A Perfect Pterosaur: Pterodactylus scolopaciceps (n21) – part 1

Most pterosaur fossils are incomplete, crushed and disarticulated. By contrast, Pterodactylus scolopaciceps  BSP 1937 I 18 (Broili 1938, P. kochi n21 of Wellnhofer 1970, 1991, Fig. 1) is just the opposite, complete, uncrushed and articulated. (This specimen is commonly considered P. kochi, but the holotype of P. kochi lies outside the Pterodactylus clade and is also basal to the Germanodactylus clade.)

Figure 1. Pterodactylus scolopaciceps  BSP 1937 I 18 (Broili 1938, P. kochi No. 21 of Wellnhofer 1970, 1991) complete, articulated and including soft tissue.

Figure 1. Pterodactylus scolopaciceps BSP 1937 I 18 (Broili 1938, P. kochi No. 21 of Wellnhofer 1970, 1991) complete, articulated and including soft tissue.

That elusive and some would say mythical manual digit 5
So, if pterosaurs had five manual digits, as shown on many other specimens, this specimen should show them complete, uncrushed and articulated.

And it does! Can you see them (Fig. 2)?

Metacarpi of n21. Can you see the vestiges of digit 5 on these images? If not, see figure 3.

Figure 2. Metacarpi of n21. Can you see the vestiges of digit 5 on these images? If not, see figure 3. Note the position of the preaxial carpal, leaning distally while flexed. Extension of the elbow would pull this bone medially by way of extensor tendons.

If you can’t see the vestiges of manual digit 5, please see the next image (Fig. 3) in which the elements are colorized. The posterodorsal position of this digit documents the axial rotation of metacarpal 4, which enables the pterosaur wing to fold in the plane of the wing. This disproves Bennett’s (2008) ghastly hypothesis that the forelimb pronated then finger 4 hyperhyperhyperextended to enable folding against the posterior (former dorsal) side of the hand. Ouch!!

Colorized digit 5 elements including ungual, two other phalanges, metacarpal and carpal 5.

Figure 3. Colorized digit 5 elements including ungual, two other phalanges, metacarpal and carpal 5. Manual digit 5 is present on both metacarpals. All the elements match one another. On the lower image (the right one) digit 5 (or at least the ungual) is rotated axially about 180 degrees, perhaps due to disarticulation.

And here’s a closeup. Note the presence of carpal 5 (pink), metacarpal 5 (green), and three phalanges including the ungual, as in Cosesaurus and other tritosaurs.

Even in primitive snakes some sort of vestige of hind limbs is preserved. So, while digit 5 was shrinking from Cosesaurus to pterosaurs, it remained a vestige in many, if not all pterosaurs, just sitting there, like a human appendix.

Pterodactylus manual digit 5 vestige.

Figure 4. Pterodactylus manual digit 5 vestige. Sorry for the over enlargement. Someday someone should take a sharper image of this.

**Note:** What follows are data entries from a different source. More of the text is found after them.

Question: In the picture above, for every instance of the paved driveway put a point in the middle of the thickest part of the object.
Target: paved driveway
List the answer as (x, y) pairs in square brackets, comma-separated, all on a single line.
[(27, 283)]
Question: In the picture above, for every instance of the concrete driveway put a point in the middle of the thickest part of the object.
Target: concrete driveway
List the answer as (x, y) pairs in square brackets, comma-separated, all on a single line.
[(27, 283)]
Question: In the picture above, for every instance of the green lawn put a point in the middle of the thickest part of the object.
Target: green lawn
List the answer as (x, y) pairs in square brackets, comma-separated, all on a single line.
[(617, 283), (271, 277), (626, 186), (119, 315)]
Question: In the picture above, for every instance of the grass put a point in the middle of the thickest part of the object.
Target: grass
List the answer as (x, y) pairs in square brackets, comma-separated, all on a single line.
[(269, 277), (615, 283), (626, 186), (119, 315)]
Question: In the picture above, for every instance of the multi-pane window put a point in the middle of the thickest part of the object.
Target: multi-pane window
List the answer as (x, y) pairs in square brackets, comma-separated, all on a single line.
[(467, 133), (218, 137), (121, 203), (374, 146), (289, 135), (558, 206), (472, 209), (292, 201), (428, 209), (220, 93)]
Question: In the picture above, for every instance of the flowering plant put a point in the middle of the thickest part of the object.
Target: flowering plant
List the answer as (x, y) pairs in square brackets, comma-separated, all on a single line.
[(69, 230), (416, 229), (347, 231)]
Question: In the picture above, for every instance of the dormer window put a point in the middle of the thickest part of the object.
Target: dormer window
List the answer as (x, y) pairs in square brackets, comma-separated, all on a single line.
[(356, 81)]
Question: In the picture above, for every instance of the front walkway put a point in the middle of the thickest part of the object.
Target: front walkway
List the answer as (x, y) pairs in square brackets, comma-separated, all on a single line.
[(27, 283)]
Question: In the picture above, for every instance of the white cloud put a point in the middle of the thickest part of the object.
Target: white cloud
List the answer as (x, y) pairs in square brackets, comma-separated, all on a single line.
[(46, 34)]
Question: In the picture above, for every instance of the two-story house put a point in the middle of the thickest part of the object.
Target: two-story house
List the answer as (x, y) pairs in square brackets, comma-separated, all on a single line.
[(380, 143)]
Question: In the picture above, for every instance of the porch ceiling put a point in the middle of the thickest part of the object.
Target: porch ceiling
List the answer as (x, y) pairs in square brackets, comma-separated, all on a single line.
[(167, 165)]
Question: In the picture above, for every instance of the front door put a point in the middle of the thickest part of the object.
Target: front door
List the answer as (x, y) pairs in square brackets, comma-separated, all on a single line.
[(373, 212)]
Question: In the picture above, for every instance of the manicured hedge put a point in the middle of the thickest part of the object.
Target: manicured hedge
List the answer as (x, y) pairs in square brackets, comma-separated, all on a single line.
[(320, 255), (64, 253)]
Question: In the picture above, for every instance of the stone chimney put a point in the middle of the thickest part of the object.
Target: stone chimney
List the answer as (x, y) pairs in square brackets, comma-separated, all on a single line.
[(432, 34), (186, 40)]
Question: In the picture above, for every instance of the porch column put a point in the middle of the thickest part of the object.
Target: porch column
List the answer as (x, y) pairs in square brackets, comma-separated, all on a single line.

Tomorrow we’ll take another look at n21, a perfect Pterodactylus and find the wingtip unguals.

As always, I encourage readers to see specimens, make observations and come to your own conclusions. Test. Test. And test again.

Evidence and support in the form of nexus, pdf and jpeg files will be sent to all who request additional data.

References
Bennett SC 2008. Morphological evolution of the forelimb of pterosaurs: myology and function. Pp. 127–141 in E Buffetaut and DWE Hone eds., Flugsaurier: pterosaur papers in honour of Peter Wellnhofer. Zitteliana, B28.
Broili F 1938. Beobachtungen an Pterodactylus. Sitz-Bayerischen Akademie der Wissenschaten, zu München, Mathematischen-naturalischenAbteilung: 139–154.
Wellnhofer P 1970. Die Pterodactyloidea (Pterosauria) der Oberjura-Plattenkalke Süddeutschlands. Abhandlungen der Bayerischen Akademie der Wissenschaften, N.F., Munich 141: 1-133.